The winner of the Nobel Prize in Literature will be announced this week.
The winner will be presented with a gold medal, diploma and cash prize. The value of the monetary prize fluctuates annually based on the Nobel Foundation’s current income.
Haruki Murakami, Chimamanda Ngozie Adichie and Salman Rushdie are among the bookies’ favourites to be named the 2022 Nobel Laureate.
Here’s everything you need to know…
When is the winner announced?
The winner of the Nobel Prize in Literature is announced on Thursday (6 October) sometime from 2pm UK time (1pm CEST).
The winner will be announced by the Swedish Academy based in Stockholm and awarded later this year.
Who won last year?
The 2021 Nobel Prize in Literature was awarded to Tanzanian-born British novelist Abdulrazak Gurnah, who is the Emeritus Professor of English and Postcolonial Literatures at the University of Kent.
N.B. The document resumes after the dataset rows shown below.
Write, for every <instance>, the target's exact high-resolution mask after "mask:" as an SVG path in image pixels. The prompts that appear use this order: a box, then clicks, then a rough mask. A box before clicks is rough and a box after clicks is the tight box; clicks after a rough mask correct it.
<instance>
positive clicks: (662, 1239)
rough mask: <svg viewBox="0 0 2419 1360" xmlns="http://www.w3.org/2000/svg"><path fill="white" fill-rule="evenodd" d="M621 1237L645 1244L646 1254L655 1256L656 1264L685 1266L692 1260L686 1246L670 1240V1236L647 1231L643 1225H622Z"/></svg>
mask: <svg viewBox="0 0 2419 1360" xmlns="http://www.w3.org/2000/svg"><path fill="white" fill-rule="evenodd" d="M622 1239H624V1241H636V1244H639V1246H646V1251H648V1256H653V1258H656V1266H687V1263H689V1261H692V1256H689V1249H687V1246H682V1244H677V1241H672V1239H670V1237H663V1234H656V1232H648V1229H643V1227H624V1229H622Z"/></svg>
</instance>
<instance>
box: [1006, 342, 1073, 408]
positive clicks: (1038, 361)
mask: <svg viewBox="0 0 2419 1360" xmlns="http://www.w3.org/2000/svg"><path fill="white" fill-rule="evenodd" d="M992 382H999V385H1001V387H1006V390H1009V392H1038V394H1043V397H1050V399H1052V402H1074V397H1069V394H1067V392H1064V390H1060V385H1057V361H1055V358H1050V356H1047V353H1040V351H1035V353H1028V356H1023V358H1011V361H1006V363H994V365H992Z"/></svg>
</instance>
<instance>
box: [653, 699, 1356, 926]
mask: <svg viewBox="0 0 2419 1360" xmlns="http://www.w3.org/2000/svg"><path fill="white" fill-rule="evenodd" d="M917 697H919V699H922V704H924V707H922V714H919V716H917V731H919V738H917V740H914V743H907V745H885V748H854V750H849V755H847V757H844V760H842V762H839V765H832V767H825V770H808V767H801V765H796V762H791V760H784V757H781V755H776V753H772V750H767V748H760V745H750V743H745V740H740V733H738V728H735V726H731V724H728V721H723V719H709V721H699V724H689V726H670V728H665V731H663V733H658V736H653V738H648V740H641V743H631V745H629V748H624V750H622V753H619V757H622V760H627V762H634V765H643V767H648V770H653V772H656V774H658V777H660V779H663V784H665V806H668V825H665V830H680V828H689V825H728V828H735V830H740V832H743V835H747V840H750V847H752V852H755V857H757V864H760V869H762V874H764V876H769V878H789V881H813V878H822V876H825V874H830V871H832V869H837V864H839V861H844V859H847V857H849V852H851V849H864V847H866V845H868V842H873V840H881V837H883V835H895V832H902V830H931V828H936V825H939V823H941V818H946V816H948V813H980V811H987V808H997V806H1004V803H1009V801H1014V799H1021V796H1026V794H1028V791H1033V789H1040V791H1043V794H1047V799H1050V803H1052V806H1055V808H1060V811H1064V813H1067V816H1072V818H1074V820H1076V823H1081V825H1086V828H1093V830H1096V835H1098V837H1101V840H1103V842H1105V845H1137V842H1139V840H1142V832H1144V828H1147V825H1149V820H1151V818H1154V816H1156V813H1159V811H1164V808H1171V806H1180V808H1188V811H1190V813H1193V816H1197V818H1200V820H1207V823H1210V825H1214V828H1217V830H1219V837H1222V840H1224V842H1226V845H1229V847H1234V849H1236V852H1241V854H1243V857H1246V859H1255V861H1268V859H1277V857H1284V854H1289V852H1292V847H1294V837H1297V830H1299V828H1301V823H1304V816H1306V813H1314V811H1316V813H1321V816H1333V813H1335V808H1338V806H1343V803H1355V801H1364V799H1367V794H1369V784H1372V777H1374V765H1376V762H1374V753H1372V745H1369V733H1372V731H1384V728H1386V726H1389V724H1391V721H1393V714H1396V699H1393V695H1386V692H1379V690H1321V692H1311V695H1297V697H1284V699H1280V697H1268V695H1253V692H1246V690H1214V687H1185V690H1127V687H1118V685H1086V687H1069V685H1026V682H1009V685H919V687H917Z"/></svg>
Gurnah received the award for his “uncompromising and compassionate penetration of the effects of colonialism and the fate of the refugee in the gulf between cultures and continents".
He was the first Black writer to win the prize since Toni Morrison in 1993.
Recent controversies
For more than 100 years, the literature prize has faced a number of controversies.
In recent years, this has largely pertained to the positions of the winners in wider culture.
When Bob Dylan became the first songwriter and musician to win the pride, many novellists claimed that the prize had been cheapened.
“I’m a Dylan fan, but this is an ill-conceived nostalgia award wrenched from the rancid prostates of senile, gibbering hippies,” said Trainspotting writer Irvine Welsh at the time.
Several countries boycotted the 2019 ceremony after the prize was given to Austrian author Peter Handke.
Handke had been criticised for his stance on the wars in former Yugoslavia and on late Serbian leader Slobodan Milosevic.
Political views also played into a controversy surrounding the 2010 winner, when Peruvian writer Mario Vargas Llosa won.
Llosa was known for publicly holding right wing views and was even nicknamed the “king of controversies”, as his political opinions often got more attention than his politics.